Già oggi, la Sardegna produce 2,33 Gigawatt da fonti rinnovabili (in prevalenza eolico e fotovoltaico) grazie a 35.174 impianti esistenti, realizzando peraltro un “surplus” energetico rispetto al proprio fabbisogno pari al 39%. E con quali benefici, di grazia? C’è qualcuno in grado di spiegare il perchè, malgrado tutto ciò, la “bolletta energetica” dell’Isola è la più cara d’Italia? Chi si gioverebbe di questi ulteriori 6 Gigawatt preconizzati da Pichetto Fratin? Vogliamo fare della Sardegna un’isola “ecologica” basata sulla “green economy”? Bene, si parta dalle basi: trasporti, reti di comunicazione (a cominciare da quelle telematiche), bonifica e riconversione delle aree e delle strutture preesisenti, centri di ricerca per l’innovazione tecnologica. E un piano di riordino dove individuare le zone “compatibili” per l’installazione delle nuove infrastrutture: il tutto corredato da cifre, studi analitici, statistiche sulle ricadute economiche per i territori e – soprattutto – finanziamenti ben quantificati. Tenendo ben conto delle varie realtà. Non certo questo improponibile affastellarsi d’inesplicabili progetti che mettono a rischio beni culturali e paesaggistici, aree archeologiche e zone protette e tutto ciò che concerne il turismo, questo sì “sostenibile”, che l’Isola sta faticosamente ma concretamente acquisendo e sviluppando sui mercati internazionali.

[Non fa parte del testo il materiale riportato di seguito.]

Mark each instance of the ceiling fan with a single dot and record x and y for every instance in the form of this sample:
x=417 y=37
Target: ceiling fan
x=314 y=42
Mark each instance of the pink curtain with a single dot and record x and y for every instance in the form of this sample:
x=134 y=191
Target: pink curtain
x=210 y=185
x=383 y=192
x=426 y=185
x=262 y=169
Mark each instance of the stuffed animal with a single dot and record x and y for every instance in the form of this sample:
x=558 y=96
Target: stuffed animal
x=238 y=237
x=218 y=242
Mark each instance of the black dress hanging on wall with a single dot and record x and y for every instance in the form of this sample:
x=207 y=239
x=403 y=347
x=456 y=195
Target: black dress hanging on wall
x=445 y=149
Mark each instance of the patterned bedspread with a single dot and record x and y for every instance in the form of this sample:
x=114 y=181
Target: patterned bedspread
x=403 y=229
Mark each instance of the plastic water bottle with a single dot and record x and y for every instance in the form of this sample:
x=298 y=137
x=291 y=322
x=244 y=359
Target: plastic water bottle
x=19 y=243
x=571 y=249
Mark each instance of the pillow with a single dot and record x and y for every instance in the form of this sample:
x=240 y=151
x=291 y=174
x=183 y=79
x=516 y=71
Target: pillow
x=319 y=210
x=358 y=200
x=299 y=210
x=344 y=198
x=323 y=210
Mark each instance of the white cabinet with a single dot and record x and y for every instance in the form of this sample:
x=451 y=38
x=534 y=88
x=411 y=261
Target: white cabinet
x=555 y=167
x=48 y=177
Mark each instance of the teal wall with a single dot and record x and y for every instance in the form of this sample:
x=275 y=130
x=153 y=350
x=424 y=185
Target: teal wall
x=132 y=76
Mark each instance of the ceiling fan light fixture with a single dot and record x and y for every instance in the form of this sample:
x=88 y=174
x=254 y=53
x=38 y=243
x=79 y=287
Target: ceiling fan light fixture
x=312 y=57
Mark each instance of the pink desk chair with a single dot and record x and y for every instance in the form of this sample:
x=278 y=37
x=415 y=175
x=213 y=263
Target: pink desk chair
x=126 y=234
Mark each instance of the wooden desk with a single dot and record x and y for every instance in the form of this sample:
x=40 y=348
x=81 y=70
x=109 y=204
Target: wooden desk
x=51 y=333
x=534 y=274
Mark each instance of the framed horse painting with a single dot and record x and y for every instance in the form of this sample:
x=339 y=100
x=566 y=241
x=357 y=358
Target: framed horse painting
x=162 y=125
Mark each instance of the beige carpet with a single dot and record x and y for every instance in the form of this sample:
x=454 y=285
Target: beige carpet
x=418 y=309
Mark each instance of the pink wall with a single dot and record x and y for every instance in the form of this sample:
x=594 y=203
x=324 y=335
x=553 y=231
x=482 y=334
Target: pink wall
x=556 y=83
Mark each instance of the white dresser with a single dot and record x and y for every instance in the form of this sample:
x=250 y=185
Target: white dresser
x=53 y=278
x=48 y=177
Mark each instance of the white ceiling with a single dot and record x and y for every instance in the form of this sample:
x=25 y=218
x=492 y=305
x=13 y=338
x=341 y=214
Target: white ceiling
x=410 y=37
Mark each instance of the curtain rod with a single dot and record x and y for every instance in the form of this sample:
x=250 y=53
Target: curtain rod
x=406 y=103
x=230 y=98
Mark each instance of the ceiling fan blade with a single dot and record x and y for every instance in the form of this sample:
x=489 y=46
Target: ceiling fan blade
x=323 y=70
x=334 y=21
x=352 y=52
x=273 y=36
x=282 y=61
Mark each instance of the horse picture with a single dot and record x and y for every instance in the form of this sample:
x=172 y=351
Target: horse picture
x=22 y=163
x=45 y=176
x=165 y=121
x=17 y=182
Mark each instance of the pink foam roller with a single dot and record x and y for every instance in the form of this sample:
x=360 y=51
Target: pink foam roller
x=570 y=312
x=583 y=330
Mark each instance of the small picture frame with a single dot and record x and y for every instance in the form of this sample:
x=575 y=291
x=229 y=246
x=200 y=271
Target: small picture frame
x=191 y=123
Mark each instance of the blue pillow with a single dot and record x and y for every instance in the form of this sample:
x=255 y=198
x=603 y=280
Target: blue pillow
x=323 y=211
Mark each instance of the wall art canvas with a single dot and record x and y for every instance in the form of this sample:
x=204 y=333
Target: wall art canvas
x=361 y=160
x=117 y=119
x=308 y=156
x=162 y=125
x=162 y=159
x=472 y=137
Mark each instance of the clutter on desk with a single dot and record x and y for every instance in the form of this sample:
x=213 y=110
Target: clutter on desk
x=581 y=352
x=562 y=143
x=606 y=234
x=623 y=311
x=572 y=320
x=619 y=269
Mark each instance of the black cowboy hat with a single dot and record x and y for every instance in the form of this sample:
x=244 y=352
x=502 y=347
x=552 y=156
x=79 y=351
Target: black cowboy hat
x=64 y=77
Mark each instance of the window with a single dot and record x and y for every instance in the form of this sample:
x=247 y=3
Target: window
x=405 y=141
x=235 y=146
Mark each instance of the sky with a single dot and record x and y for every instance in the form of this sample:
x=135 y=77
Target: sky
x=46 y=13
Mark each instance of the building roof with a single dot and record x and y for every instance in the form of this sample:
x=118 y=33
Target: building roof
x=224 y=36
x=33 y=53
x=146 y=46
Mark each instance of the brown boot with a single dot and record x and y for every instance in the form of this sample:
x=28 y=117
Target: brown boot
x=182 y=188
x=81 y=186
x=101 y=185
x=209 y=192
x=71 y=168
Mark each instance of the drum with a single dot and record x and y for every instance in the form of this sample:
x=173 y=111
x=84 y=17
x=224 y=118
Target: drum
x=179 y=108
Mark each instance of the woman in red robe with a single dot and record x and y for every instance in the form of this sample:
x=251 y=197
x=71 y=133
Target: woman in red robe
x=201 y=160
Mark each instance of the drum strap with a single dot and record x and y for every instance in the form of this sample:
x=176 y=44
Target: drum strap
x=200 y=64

Questo anche per evitare operazioni speculative, soprattutto per quanto riguarda quelle inerenti l’esproprio e acquisizione dei terreni interessati: è, per esempio, di questi giorni un’accurata inchiesta de “Il Fatto Quotidiano” riguardante delle aree nel Nuorese (destinate a un parco fotovoltaico in cui figura anche Acea SpA) acquisite per 100.000 euro e poi rivendute a 42 milioni…

Prima di concludere, però, è necessario – dopo aver snocciolato le ragioni della “protesta” – avviare una riflessione anche per quanto riguarda eventuali “proposte”. E lo spunto ce lo dà la vicenda delle “Comunità Energetiche”. Innanzi tutto, cosa sono e come funzionano? La Comunità Energetica consiste in una associazione tra amministrazione pubblica locale, piccole e medie imprese, attività commerciali e privati cittadini che decidono di unire le proprie forze con l’obiettivo di produrre, scambiare e consumare energia da fonti rinnovabili su scala locale. I benefici economici si traducono in un immediato risparmio in bolletta energetica ma anche nel possibile guadagno legato all’energia prodotta in surplus grazie ai meccanismi degli incentivi previsti dal Gestore Servizi Energetici (GSE), oltre a quello dell’indipendenza energetica del territorio. Questo “modello” si sta sviluppando soprattutto nel Nord Italia ma è presente anche in Sardegna: infatti, nel Medio Campidano, nei Comuni di Villanovaforru e Ussaramanna, sono state create due di queste Comunità, che stanno pian piano portando all’autosufficienza energetica, contribuendo così anche a contrastare l’annosa piaga dello spopolamento. E c’è già chi propone di utilizzare gli incentivi e i fondi del PNRR proprio per sviluppare e ampliare nel resto dell’Isola questa che ormai è una realtà che va per l’appunto nella direzione di uno sviluppo sostenibile e compatibile. Così da contrastare, peraltro, eventuali “appetiti” fini a se stessi. C’è qualcuno, in Regione e negli Assessorati competenti, disposto quanto meno a discuterne? Qui su #GO c’è tutto lo spazio a disposizione.